My friend and I decided to escape the Berlin heat by taking a visit to the lake. We had tinges of being a bit hungover from the night before, and all we could think about was that specific relief you get when you submerge yourself in a body of water. We floated in the lake and suddenly everything was okay. 

That was, until, my friend felt that her index finger was a lot lighter. As if a part of her body was missing. And when we realised her late grandmother’s gold signet ring had disappeared, it did feel like she lost a limb. 

Losing jewellery (or even worse, having it stolen) is an experience almost everyone can relate to. It hurts. It is physically painful. Jewellery is something so personal that often carries nostalgia reaching generations back, or it could even hold a more immediate meaning that comes with buying yourself something beautiful. Sometimes it just hurts to lose something pretty.  

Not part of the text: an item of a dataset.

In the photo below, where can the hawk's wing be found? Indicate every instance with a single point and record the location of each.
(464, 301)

Everyone has their own way of dealing with loss. Some mourn, some deny, some distract. The same processes are true for the loss of jewellery. We get customers coming in with photos of their lost/stolen item for our bespoke designer to make an exact replica– with not one difference. We have others who take the moment to repurpose the old design to create something entirely new. Others, ones we don’t see come through the doors, can’t even face what has happened so do not attempt to create or re-create. 

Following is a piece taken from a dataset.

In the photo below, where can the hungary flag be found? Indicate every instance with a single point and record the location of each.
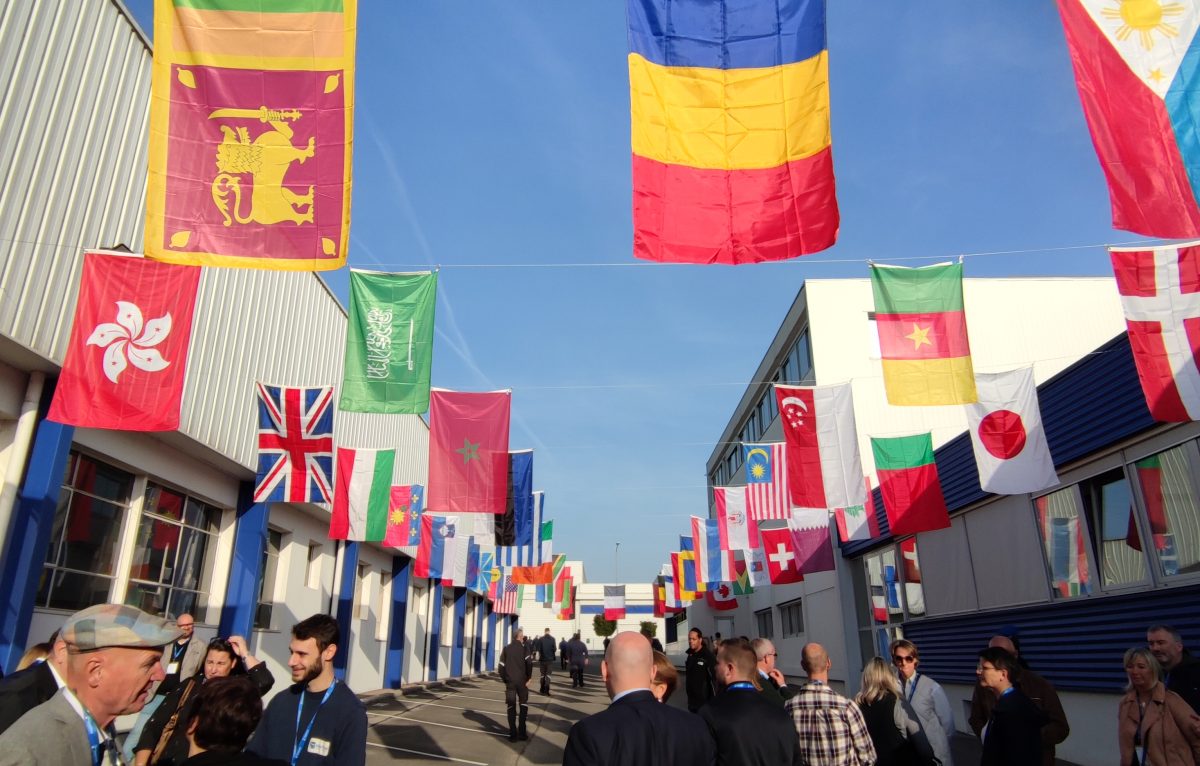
(912, 496)
(363, 494)
(923, 334)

All processes are understandable, and equally important.


This conversation has come up a few times at the store. Completely organically, the ethos of Black Betty has been there as a subtle guide for the ideas shared. Thoughts around giving in to the flows of life, of knowing things will go wrong and things will not be perfect. Even, how you will lose and continue to lose things and people who hold meaning in your life. And it’s not as if knowing this will make it any less painful, or that life will suddenly be easy. These ideas are only there to guide you through accepting and facing the hurt.

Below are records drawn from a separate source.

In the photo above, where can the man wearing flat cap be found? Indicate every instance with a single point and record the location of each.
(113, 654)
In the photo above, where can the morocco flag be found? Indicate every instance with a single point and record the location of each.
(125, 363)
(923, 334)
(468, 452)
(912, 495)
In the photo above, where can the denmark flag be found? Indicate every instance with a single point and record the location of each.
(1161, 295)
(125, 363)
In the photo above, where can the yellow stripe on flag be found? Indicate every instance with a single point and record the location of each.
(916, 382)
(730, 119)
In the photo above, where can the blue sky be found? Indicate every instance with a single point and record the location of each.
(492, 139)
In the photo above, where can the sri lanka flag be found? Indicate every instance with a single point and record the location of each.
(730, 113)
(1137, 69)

My friend and I left the lake, and sat in silence for a while. I know she was not only thinking of the ring, but of her gran and all the moments she shared with her. That day, my friend and I decided to return to Berlin’s lake as much as possible and always take a moment to think of my friend’s gran, and her beautiful gold signet ring. It is now part of the lake forever. 

My friend is saving up to get the exact ring made up again, with not one difference.